Toward the end of the season, the nest will grow to the size of a football, or even larger, and according to The Study of Northern Virginia Ecology: “One nest may hold up to 700 hornets.” Bald Faced Hornets are not considered aggressive, but they will defend the nest and they are capable of stinging.
Thank you for your quick response! It is amazing what bees can do! Let me know if you would like more photos as it progresses. Have a wonderful day! Cheryl
We are happy to hear you are going to let the nest develop. We would love additional images.
We are going to be away until the end of June and not responding to emails in our absence, but by the time we return there should be changes in the appearance and activity around the nest.
Please continue to use Bald Faced Hornet Nest as the subject line.
Letter 2 – Parasitic Yellowjacket
Subject: Bald-faced Hornet or Blackjacket?
Geographic location of the bug: Andover, NJ
Time: 06:13 PM EDT
Your letter to the bugman: I found this robust looking hornet at the edge of the woods on our property a couple of days ago. It doesn’t look quite right for a bald-faced hornet to me, although several have insisted that it is one.
I think it looks better for a Blackjacket, which would also be a new species for me.

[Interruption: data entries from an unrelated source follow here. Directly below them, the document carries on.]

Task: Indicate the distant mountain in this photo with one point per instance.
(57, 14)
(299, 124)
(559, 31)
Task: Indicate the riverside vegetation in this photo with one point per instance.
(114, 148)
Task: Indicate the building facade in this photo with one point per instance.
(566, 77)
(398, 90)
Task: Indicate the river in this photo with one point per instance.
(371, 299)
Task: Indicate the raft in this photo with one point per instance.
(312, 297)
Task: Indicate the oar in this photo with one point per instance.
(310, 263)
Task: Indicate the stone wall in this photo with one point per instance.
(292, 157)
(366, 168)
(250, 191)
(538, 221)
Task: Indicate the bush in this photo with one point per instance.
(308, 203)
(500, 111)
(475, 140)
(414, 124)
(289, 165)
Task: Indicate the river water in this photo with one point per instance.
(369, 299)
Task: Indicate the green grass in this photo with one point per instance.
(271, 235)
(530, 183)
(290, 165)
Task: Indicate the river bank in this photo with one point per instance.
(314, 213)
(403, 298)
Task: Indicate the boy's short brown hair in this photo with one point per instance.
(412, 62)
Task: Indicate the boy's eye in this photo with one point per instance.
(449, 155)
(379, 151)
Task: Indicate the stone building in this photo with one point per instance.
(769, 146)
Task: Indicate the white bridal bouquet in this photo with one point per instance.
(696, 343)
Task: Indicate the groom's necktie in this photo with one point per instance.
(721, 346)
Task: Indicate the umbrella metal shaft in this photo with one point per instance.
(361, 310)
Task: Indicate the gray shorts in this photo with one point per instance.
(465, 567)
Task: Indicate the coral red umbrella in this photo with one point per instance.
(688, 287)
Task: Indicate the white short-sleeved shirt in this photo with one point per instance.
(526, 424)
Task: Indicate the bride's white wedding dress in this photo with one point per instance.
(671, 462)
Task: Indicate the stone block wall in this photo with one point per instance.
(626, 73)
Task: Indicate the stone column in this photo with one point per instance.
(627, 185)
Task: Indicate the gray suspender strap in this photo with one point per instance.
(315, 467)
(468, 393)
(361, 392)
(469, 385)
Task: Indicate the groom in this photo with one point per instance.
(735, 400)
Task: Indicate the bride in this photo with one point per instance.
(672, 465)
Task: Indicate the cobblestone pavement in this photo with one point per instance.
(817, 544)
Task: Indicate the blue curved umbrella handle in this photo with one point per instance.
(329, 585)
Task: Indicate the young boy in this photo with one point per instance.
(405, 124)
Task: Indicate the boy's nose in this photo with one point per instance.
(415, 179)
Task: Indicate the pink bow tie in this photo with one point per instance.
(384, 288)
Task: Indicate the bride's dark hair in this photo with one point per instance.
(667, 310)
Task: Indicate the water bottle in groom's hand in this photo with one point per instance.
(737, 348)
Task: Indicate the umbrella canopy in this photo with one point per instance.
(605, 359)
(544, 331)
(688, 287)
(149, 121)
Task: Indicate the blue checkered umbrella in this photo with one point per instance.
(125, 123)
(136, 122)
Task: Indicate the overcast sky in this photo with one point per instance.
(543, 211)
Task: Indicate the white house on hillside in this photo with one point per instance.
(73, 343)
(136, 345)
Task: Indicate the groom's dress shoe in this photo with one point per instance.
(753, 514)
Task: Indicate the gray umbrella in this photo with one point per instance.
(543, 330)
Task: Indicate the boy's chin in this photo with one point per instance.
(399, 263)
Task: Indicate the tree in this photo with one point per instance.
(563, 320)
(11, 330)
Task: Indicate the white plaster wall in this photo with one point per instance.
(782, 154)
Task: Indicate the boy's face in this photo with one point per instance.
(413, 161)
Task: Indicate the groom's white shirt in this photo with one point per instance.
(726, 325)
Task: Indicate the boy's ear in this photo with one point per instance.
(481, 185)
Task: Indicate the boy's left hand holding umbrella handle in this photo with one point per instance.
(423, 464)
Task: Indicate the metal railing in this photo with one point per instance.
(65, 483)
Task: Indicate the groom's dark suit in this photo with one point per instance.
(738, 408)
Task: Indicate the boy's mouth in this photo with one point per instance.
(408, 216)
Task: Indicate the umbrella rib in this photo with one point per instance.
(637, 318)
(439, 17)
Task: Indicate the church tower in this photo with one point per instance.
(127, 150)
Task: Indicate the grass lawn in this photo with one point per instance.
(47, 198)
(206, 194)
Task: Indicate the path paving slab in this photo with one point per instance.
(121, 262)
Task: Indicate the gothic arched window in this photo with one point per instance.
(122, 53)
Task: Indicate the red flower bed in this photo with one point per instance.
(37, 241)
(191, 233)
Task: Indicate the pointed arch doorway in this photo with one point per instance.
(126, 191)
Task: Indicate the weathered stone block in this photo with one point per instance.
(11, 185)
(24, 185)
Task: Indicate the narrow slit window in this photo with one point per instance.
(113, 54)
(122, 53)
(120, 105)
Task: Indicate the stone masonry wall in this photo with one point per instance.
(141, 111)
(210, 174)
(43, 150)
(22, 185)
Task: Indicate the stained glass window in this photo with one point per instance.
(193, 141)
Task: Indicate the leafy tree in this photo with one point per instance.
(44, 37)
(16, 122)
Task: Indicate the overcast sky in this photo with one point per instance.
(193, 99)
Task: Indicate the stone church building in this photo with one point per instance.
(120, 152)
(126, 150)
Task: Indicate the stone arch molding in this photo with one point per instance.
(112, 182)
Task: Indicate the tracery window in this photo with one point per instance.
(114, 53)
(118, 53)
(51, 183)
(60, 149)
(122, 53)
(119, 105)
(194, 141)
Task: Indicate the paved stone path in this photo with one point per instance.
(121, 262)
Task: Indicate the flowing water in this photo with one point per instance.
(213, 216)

Can you give me some wisdom?
How you want your letter signed: Deborah Bifulco
We always enjoy your submissions. Quite frankly, we do not know how to easily tell the difference between a Bald Faced Hornet and a Blackjacket, but we are working on getting you an answer.

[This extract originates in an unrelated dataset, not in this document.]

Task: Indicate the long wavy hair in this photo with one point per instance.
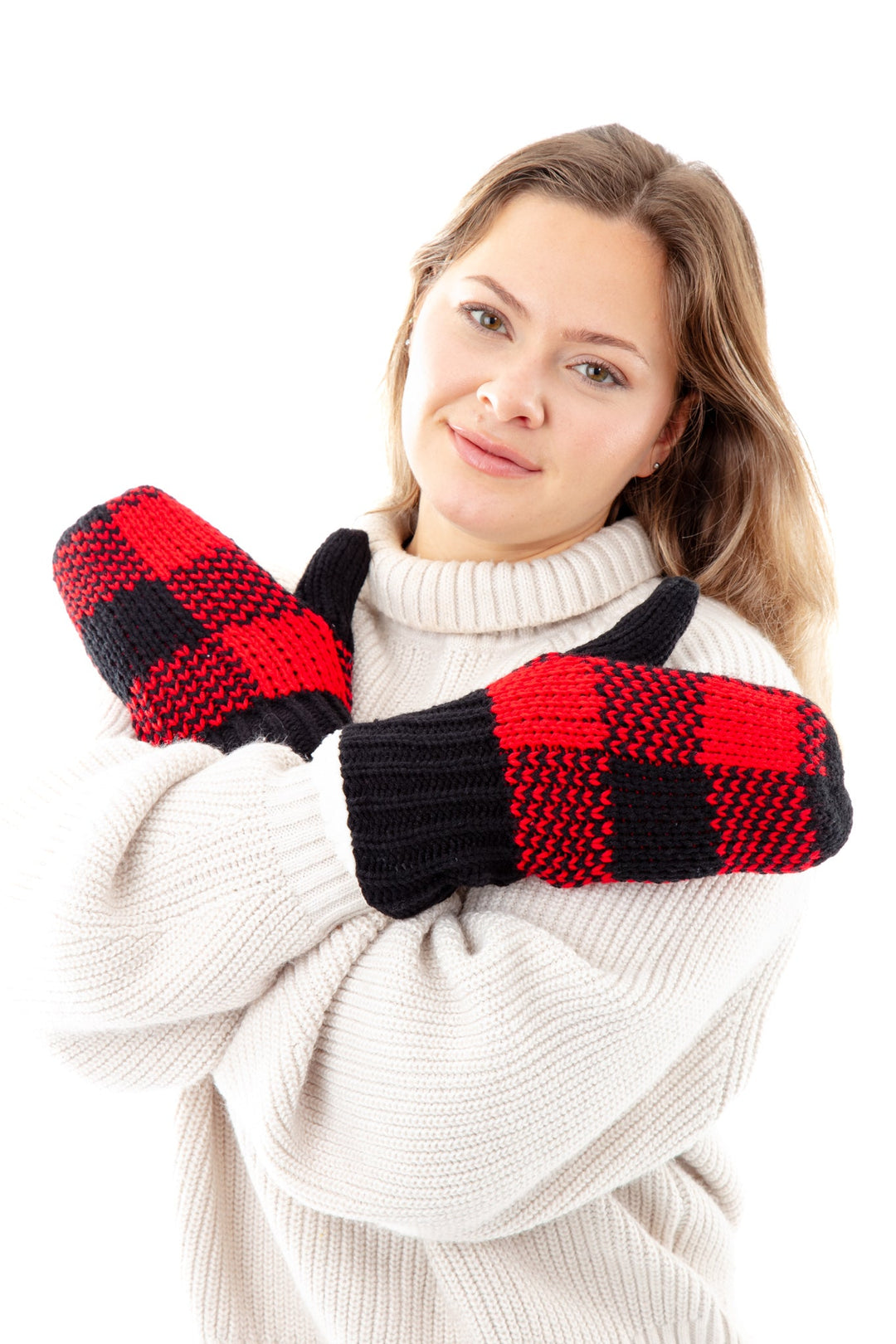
(735, 505)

Our gut instinct is that this is a Bald Faced Hornet. We have contacted Eric Eaton for assistance.
Eric Eaton Responds
Oh, wow, this is neither Bald-faced Hornet nor Blackjacket. It is a social parasite of the Aerial Yellowjacket. It is called the Parasitic Yellowjacket, Dolichovespula arctica. Always a great find!

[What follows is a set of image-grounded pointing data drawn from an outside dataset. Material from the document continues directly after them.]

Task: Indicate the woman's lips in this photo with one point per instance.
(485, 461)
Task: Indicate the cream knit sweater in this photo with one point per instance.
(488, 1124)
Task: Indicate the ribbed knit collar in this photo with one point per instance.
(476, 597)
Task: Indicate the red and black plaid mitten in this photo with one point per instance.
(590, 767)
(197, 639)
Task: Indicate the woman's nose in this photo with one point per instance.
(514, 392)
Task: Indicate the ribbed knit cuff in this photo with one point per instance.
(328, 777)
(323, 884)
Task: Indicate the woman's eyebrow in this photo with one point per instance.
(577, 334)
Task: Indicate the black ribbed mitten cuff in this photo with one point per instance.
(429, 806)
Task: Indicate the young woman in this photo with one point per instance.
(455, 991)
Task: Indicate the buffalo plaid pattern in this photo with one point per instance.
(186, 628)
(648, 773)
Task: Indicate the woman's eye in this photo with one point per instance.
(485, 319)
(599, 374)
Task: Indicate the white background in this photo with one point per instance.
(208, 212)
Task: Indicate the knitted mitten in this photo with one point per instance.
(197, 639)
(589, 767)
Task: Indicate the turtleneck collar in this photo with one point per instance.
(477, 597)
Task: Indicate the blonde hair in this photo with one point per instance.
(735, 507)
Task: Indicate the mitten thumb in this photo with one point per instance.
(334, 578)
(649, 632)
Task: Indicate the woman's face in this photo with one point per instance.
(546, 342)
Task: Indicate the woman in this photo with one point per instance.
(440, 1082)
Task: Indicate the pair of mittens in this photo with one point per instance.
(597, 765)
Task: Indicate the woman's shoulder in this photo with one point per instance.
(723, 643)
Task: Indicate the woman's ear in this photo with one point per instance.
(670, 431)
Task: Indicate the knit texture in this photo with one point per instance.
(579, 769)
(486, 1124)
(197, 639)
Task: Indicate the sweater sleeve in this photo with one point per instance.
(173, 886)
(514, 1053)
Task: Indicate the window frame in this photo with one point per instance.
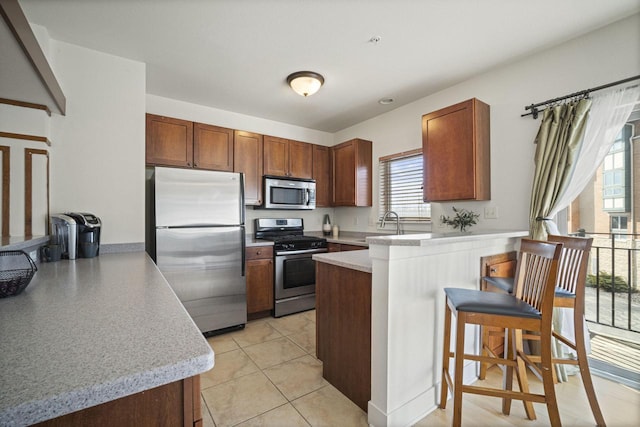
(384, 203)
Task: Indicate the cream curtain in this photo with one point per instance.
(558, 142)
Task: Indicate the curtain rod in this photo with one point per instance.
(534, 107)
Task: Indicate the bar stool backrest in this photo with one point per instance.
(574, 259)
(537, 271)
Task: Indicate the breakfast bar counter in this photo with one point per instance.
(386, 305)
(91, 331)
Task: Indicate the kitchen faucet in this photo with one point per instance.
(384, 219)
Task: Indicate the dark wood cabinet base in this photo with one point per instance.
(174, 404)
(343, 330)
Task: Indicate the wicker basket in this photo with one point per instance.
(16, 271)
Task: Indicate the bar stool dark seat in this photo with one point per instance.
(569, 293)
(528, 308)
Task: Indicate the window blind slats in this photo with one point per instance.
(400, 188)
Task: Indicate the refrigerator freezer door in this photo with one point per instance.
(186, 197)
(204, 266)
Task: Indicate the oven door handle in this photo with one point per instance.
(301, 252)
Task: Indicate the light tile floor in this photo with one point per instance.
(267, 375)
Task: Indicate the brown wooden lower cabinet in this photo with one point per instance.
(259, 275)
(174, 404)
(343, 330)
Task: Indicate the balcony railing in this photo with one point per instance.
(612, 296)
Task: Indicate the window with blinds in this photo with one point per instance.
(400, 186)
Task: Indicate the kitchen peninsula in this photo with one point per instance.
(102, 337)
(408, 274)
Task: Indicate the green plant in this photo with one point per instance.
(619, 284)
(462, 219)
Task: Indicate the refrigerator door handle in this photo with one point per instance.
(243, 241)
(242, 213)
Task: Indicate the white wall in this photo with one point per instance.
(609, 54)
(97, 157)
(98, 154)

They are not that common. https://bugguide.net/node/view/14075
and my own blog post: http://bugeric.blogspot.com/2017/07/one-of-these-is-not-like-others.html
author, Kaufman Field Guide to Insects of North America
Hi again Deborah,
BugGuide also indicates: “The species most easily confused with the Parasitic is the Blackjacket.”
Eric Eaton’s blog posting is very informative, including the statement that the Parasitic Yellowjacket “has no worker caste like the Aerial Yellowjacket, only reproductive females, and males.”
Well, how cool!! I am so glad I sent this to you. I just didn’t think it was a bald-faced, but would never have come up with this identification without your and Eric’s help. Thank you!
Letter 3 – Green June Beetles and Bald Faced Hornets feeding on tree sap
Subject: Tree Party!
Location: Va Beach, VA
July 16, 2015 5:33 pm
June bugs with ??? Wasp? Hornet?
You are correct. There must be sweet sap running from this tree, and sap with its high sugar content is an excellent food for many species of insects, including the Green June Beetles and Bald Faced Hornets in your image. It appears there is also an Ant in the lower edge of your image.